Doctor Who: Doom's Day – Better than Previous Chapters
Of all the Doctor Who: Doom's Day stories, this two-issue Titan Comics story is at least the one with the most wit and sense of fun. Doom's assignments start at a fancy-dress party in 1883 New York, where he encounters Missy (as played by Michelle Gomez in the TV series), who's hunting for the same targets: time travelers who aren't supposed to be there. Turns out their missions are linked: Doom has been hired to kill the thieves and killers out to steal and use a jewel that could power a planet-killing weapon, and Missy is on her reluctant redemption tour, tasked by the Twelfth Doctor (played by Peter Capaldi in the TV series and taking place during his final season where The Doctor is Missy's keeper) to find the jewel and keep it out of the hands of bad people. It also almost makes us care about Doom's fate since she's in a rush not just trying to save her own life, but the assassination jobs she's taken here are all linked to Missy's mission to track down and stop a weapon of mass destruction. Missy is going around claiming to be Doctor Who and trying to do Doctor-y things but failing because she's utterly contemptuous of everyone and unfailingly rude. Doom immediately knows she's not The Doctor, and the two immediately dislike each other – and Missy ends up chasing her across Space and Time to get to the jewel while Doom is killing her targets to meet her deadline. The chase takes them to the Stormcage, where River Song and various villains, including an earlier incarnation of The Master, are being held, to an intergalactic comic con (cue in-jokes) to a desolate, dead planet, bickering all the way yet managing not trying to kill each other – Missy because she's been forbidden by the Doctor to kill anyone and Doom because Missy is not her assignment… so far.

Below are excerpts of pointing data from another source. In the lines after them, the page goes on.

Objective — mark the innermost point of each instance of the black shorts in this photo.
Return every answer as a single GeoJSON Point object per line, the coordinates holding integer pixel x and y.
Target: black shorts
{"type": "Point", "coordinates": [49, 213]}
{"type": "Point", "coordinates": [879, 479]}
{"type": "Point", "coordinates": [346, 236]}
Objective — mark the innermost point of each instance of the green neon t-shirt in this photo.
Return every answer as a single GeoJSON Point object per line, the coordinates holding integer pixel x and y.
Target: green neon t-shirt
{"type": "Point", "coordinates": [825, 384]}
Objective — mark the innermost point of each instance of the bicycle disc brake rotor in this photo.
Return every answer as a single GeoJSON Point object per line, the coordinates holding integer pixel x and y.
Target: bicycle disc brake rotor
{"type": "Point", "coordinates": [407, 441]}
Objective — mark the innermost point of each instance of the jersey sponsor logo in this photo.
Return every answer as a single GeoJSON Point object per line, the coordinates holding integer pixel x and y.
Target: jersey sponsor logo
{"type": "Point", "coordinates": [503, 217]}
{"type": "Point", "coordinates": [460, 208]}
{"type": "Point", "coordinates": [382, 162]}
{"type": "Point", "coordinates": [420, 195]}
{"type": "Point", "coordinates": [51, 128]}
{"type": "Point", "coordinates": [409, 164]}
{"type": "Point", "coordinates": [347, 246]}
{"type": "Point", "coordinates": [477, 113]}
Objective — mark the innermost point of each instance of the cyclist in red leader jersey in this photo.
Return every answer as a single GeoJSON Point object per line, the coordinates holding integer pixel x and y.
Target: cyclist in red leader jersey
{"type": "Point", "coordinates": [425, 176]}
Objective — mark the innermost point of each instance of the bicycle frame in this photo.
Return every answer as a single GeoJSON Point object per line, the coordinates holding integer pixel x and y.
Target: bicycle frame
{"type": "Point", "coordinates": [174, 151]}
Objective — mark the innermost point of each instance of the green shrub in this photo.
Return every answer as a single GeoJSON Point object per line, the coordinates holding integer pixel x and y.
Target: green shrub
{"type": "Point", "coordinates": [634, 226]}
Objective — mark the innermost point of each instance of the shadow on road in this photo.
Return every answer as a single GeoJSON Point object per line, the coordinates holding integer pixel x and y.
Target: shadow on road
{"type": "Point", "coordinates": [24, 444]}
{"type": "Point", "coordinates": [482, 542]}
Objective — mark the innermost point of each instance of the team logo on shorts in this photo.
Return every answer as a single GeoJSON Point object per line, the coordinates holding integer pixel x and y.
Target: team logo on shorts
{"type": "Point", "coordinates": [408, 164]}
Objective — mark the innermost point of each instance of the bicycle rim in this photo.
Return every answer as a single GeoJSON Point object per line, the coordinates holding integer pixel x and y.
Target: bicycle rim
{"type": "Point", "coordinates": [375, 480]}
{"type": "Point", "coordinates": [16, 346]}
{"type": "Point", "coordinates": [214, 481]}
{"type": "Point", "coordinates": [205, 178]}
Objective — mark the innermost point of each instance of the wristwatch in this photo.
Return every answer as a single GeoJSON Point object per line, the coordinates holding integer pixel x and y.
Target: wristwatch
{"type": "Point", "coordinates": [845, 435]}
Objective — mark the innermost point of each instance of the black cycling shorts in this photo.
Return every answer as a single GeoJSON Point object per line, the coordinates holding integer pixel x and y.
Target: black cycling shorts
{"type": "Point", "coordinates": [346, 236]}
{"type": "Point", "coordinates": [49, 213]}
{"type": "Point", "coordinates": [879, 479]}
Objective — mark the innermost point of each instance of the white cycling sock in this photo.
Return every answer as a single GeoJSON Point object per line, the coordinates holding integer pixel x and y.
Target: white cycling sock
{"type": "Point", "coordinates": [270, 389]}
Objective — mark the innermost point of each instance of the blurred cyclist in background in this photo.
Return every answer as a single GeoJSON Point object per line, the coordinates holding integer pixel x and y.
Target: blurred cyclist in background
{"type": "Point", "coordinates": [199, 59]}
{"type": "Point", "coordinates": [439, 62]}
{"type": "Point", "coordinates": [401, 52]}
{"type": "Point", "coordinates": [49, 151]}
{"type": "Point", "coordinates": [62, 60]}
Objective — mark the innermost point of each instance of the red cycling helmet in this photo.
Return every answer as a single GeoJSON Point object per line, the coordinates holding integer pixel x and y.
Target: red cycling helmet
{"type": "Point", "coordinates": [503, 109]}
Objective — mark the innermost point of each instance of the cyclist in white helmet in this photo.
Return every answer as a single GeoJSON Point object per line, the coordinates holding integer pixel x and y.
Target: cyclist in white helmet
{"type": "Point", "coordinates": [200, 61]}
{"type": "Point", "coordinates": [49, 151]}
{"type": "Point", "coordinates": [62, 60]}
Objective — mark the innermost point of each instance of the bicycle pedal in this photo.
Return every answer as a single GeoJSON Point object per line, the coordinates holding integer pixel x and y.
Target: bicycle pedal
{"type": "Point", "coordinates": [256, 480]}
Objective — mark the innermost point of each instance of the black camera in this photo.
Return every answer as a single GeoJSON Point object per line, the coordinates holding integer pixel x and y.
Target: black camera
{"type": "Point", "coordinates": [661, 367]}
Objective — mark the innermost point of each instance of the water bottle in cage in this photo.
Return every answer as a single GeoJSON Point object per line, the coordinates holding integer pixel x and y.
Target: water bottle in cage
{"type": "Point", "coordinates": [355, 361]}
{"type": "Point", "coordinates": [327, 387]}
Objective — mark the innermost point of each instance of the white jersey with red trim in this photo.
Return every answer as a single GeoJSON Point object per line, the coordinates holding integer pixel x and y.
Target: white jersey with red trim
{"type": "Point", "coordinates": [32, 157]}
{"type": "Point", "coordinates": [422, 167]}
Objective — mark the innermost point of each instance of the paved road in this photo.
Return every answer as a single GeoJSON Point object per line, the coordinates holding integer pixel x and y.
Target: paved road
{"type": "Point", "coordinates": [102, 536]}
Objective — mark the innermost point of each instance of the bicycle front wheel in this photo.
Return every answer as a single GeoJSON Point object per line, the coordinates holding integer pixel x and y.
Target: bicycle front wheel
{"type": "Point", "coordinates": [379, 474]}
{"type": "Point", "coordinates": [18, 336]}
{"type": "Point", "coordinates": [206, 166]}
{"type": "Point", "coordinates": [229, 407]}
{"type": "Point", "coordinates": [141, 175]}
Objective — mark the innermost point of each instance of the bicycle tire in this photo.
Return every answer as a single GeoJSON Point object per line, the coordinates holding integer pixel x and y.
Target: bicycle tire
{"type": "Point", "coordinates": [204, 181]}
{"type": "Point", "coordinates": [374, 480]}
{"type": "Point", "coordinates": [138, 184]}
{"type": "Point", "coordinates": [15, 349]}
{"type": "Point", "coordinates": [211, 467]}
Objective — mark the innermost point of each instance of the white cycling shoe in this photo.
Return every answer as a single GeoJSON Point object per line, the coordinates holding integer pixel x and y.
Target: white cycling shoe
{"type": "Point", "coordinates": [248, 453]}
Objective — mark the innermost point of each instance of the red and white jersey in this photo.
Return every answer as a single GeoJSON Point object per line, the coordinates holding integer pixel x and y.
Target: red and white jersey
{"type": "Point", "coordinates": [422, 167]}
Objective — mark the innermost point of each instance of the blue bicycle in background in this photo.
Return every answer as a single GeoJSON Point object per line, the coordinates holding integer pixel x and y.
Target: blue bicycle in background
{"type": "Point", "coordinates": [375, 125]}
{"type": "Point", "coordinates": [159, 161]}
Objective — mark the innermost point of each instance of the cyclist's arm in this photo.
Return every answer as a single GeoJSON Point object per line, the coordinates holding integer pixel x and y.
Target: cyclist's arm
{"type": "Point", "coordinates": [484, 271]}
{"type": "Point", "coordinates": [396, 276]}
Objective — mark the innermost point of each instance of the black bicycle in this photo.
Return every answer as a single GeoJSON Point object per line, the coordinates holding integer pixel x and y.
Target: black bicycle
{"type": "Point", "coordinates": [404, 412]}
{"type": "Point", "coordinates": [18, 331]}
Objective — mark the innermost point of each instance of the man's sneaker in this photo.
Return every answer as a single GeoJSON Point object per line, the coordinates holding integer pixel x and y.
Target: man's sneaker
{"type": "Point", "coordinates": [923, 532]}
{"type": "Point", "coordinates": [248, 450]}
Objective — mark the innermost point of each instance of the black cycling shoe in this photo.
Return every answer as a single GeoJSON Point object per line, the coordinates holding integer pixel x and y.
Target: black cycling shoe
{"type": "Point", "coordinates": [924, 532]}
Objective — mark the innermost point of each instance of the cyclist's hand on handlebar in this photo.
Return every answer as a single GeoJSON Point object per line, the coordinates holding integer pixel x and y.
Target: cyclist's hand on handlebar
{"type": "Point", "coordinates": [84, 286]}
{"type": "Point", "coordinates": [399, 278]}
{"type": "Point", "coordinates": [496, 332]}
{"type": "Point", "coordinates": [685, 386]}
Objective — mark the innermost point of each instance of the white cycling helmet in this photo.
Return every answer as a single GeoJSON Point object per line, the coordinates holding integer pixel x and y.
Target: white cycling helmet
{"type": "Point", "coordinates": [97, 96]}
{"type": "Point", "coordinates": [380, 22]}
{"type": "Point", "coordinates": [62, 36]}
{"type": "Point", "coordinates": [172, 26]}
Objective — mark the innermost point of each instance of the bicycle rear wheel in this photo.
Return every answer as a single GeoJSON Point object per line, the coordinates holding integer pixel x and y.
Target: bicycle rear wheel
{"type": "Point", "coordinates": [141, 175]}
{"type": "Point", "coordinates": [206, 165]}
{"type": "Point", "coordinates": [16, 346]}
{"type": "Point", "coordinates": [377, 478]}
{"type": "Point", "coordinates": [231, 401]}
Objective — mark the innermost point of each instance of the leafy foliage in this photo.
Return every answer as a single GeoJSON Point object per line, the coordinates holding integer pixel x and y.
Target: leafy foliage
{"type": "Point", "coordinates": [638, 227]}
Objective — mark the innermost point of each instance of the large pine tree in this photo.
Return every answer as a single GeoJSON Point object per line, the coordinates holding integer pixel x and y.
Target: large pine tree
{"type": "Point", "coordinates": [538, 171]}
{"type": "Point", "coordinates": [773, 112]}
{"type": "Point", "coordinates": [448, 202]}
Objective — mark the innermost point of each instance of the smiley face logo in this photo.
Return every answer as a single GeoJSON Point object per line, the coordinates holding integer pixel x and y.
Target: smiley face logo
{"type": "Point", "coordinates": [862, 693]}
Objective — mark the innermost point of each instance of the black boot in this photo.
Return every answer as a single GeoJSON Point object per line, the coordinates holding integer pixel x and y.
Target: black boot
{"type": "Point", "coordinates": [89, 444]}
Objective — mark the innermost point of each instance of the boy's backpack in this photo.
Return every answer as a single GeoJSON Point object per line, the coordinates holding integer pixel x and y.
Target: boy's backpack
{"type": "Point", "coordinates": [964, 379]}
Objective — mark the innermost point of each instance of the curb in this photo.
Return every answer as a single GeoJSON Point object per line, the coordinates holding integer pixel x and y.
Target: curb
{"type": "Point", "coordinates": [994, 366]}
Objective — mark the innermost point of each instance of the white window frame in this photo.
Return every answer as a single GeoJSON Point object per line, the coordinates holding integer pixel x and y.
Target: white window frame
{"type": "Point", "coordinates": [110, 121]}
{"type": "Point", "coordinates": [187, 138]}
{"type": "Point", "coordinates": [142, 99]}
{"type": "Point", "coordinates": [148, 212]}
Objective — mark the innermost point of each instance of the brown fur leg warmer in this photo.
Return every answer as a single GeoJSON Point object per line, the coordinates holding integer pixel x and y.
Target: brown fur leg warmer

Witty Dialogue but Mediocre Art
Writer Jody Houser knows how to weave wisecracks and intercharacter banter that draws on fans' knowledge of the show's lore. Missy is as snobbish, psychopathic, and gleefully rude to everyone as ever. Doom shows more of a deft hand at equally sarcastic banter and wisecracks than in her previous stories. However, Houser's scripts here seem to be at a beginner's level, with too many panels wasted on a single character talking that makes the flow and pace awkward, exacerbated by the mediocre art by Roberta Ingranata, who is seemingly unable to draw any facial expression other than a close-lipped frown or drawing action in any coherent or exciting way. Thankfully, Houser's deft hand at fun dialogue carries the story to the finish line with Missy and Doom's cat-and-mouse banter that better art could have hinted at a sexual tension in their mutual distrust of each other tempered by reluctant respect between professionals. The comedy irony here is that the two of them are professionals who do very bad things to people. They just happen to be here doing bad things to bad people in the name of good.
We're still wondering what the point of the Doctor Who: Doom's Day event is beyond fanservice and selling some books and audios and are hoping for a payoff that means more than that.